An unprecedented repository of disease-related data is bringing together information about the genes, health and lifestyles of thousands of subjects studied over many years. The web-based portal will allow any interested investigator to search across multiple epidemiological studies, in the hope of identifying new links to disease.

The 'database of Genotype and Phenotype' (dbGaP) is funded by the US National Institutes of Health (NIH) and was launched earlier this month. So far, it contains data from two big studies that aim to link information about genetic make-up (genotype), physical characteristics including health (phenotype) and lifestyle to particular diseases. These are the 600-subject Age-Related Eye Diseases Study and the 2,573-subject Parkinsonism Study.

Starting next year, the repository will also contain data from the huge Framingham Heart Study, which has followed 14,000 subjects over three generations since 1948. These will be joined by information from the NIH's recently launched Genetic Association Information Network (GAIN), a public–private partnership that genotypes samples from existing studies. Other US and international databases will follow.

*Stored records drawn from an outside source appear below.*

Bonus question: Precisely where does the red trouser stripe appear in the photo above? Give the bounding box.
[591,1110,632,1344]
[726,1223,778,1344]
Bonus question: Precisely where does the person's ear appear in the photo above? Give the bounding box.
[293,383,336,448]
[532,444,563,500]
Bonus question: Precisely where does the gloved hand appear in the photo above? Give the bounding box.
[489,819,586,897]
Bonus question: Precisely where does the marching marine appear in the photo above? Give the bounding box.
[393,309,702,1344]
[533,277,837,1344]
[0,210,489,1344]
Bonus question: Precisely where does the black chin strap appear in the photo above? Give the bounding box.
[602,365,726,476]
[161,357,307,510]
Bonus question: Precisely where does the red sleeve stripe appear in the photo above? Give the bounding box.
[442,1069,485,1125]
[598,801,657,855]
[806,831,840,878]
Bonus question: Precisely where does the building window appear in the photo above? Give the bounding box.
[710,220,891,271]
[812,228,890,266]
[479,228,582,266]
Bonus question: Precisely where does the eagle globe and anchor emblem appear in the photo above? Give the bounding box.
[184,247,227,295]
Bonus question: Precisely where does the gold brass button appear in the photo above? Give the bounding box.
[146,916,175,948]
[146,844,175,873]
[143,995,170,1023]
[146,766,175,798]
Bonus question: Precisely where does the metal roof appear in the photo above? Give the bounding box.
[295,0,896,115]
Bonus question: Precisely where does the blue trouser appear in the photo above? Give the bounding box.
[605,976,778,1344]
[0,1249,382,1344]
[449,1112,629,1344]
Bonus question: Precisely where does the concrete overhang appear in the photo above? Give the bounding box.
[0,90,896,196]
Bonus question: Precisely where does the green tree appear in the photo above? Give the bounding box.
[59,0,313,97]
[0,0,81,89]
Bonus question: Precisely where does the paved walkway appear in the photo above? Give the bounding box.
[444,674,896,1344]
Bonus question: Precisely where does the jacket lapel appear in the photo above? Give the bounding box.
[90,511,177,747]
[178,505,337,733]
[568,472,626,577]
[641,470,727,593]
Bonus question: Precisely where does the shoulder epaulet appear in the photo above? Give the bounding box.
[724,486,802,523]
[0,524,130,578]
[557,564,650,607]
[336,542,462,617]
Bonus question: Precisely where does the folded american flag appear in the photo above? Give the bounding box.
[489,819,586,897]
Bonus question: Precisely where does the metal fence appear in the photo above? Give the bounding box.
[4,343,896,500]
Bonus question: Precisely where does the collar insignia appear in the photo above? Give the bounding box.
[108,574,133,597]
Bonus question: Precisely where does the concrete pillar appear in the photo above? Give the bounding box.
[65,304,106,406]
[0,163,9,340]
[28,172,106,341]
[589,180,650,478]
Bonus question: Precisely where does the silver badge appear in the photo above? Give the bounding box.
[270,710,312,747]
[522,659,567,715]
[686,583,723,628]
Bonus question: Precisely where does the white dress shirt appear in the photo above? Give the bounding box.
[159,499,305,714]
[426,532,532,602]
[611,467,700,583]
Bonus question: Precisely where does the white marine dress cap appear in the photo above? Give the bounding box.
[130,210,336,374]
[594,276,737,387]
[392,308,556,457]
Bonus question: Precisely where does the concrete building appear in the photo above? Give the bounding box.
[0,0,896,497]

It is the first time that some of these big studies, such as the Framingham, have been available to interested parties. And researchers will now be able to mine the vast stores of genetic, phenotypic and study-protocol data simultaneously. “This is really going to change the scope and efficiency of access to the data,” says Chris O'Donnell, associate director of the Framingham study.

The repository is part of a larger push towards genome-wide association studies at the NIH. And similar efforts are under way elsewhere. For example, Britain's Wellcome Trust Case Control Consortium began collecting genotype data for such studies in 2005. Rather than studying only a few genes or gene markers of interest, as researchers have done in the past, these studies try to link features in individuals suffering from certain diseases to variations in a genome-wide set of genetic markers. It is hoped that this will identify new associations, and the huge sample sizes in the NIH repository should give such studies more power than ever before.

There are technical caveats. If gene variants for a particular disease are very uncommon, or a disease risk comes from hundreds of different genes, then links could still go undetected. Furthermore, data might not have been treated in the same way across different studies, and so may not be strictly comparable. “Controls for schizophrenia might not be as good for diabetes,” notes GAIN investigator Pablo Gejman, director of the Center for Genetics in Psychiatry at Northwestern University in Evanston, Illinois. But it is hoped that investigators will gain major insights by looking across studies for genetic variants linked to, for example, blood pressure, which is often measured.

The launch of the dbGaP comes as the NIH wrestles with how best to monitor and disseminate the unprecedented amount of clinical and biological data that studies are now producing. The agency is working on a policy that will govern all the genome-wide association studies that it funds.

How much of an advantage should be given to researchers who have spent their careers collecting the patient data?

There is particular focus on addressing concerns over privacy. Some people worry about the consequences of, say, insurance companies or law-enforcement officials getting hold of the data. The dbGaP's regulations on data access mirror the proposed NIH-wide rules: although study documents, protocols and summary data will be freely available online, researchers will have to apply for access to individual genotype and phenotype results, and these data will lack any information that could identify the subjects.

Also at issue is how much of a publishing advantage should be given to the researchers who may have devoted the best part of their careers to collecting the patient data. The proposed NIH policy calls for a nine-month period during which only the original study investigators can submit a paper for publication based on the data, although all researchers are free to analyse them immediately. In the case of the dbGaP, that period might vary according to the study. Framingham study investigators, for example, will have a 12-month window, according to O'Donnell.